Crawlab AI: Building Intelligent Web Scrapers with Large Language Models (LLM)
"If I had asked people what they wanted, they would have said faster horses" -- Henry Ford
Preface
When I first entered the workforce, as a data analyst, I accidentally experienced the ability of web crawlers to automatically extract webpage data, and since then I've been fascinated by this magical technology. As I continued to delve into web scraping technology, I gradually understood the core technologies of web crawling, including web parsing - the process of analyzing webpage HTML structure to build data extraction rules based on XPath or CSS Selectors.

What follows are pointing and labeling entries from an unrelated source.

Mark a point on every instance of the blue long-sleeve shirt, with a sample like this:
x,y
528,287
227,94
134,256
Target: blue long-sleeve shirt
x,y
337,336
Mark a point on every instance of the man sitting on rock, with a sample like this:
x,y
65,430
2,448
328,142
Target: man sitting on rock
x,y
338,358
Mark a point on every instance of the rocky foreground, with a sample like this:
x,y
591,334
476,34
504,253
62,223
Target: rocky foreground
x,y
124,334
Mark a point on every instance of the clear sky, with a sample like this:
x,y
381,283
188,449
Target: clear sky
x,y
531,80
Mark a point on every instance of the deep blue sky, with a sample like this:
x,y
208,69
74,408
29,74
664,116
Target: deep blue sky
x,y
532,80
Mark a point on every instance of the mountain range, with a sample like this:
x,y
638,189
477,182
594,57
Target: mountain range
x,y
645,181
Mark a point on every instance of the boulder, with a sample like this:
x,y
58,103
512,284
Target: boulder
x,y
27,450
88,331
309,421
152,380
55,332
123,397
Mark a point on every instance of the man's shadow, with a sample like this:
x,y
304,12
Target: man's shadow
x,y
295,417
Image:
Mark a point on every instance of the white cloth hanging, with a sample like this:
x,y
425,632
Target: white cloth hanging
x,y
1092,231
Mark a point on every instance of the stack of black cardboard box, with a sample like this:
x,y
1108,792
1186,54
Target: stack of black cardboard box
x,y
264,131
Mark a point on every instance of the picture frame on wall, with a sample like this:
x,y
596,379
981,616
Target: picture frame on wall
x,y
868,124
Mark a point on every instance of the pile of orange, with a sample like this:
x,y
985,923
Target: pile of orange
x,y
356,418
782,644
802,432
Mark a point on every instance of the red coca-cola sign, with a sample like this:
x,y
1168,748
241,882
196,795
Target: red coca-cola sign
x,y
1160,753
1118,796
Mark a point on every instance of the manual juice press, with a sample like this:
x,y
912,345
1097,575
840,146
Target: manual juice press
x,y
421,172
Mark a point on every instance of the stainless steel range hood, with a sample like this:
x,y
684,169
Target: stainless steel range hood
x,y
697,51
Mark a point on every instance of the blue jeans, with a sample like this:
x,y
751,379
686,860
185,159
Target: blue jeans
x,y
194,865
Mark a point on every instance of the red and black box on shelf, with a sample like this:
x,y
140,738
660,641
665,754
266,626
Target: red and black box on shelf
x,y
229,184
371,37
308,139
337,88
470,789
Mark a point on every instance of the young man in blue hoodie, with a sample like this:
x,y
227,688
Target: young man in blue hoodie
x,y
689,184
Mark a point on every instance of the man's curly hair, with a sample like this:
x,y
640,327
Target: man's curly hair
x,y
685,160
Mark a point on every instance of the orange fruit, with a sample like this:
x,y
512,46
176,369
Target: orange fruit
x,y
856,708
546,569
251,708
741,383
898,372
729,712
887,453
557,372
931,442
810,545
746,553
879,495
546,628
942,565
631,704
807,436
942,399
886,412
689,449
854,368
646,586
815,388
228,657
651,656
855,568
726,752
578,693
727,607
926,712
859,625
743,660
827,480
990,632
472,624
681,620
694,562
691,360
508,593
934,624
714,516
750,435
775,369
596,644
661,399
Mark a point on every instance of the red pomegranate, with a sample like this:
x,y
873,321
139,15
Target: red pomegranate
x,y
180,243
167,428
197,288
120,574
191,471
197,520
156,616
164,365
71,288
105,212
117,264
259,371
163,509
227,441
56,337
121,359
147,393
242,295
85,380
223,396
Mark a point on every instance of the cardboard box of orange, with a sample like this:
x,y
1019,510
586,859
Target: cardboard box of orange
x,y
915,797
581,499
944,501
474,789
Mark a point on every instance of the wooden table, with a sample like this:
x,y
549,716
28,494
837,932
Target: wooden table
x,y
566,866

This process has long required manual intervention. While relatively simple for scraping engineers, if large-scale extraction is needed, this process is very time-consuming, and as webpage structures change, it increases crawler maintenance costs. This article will introduce my LLM-based intelligent web scraping product: Crawlab AI. Although it's still in early development, it has already shown great potential and promises to make data acquisition easy for data practitioners.
Related Work
As the founder of the web scraping management platform Crawlab, I've always been passionate about making data acquisition simple and easy. Through constant communication with data practitioners, I realized the massive demand for intelligent scrapers (or universal scrapers) - extracting target data from any website without manually writing parsing rules. Of course, I'm not the only one researching and trying to solve this problem: In January 2020, Qingnan released the universal article parsing library GeneralNewsExtractor based on punctuation density, which can implement universal news crawlers with 4 lines of code; In July 2020, Cui Qingcai released GerapyAutoExtractor, implementing list page data extraction based on SVM algorithms; In April 2023, I developed Webspot through high-dimensional vector clustering algorithms, which can also automatically extract list pages. The main problem with these open-source software is that their recognition accuracy has some gaps compared to manually written crawler rules.
Additionally, commercial scraping software Diffbot and Octoparse have also implemented some universal data extraction functionality through proprietary machine learning algorithms. Unfortunately, their usage costs are relatively high. For example, Diffbot's lowest plan requires a monthly subscription fee of $299.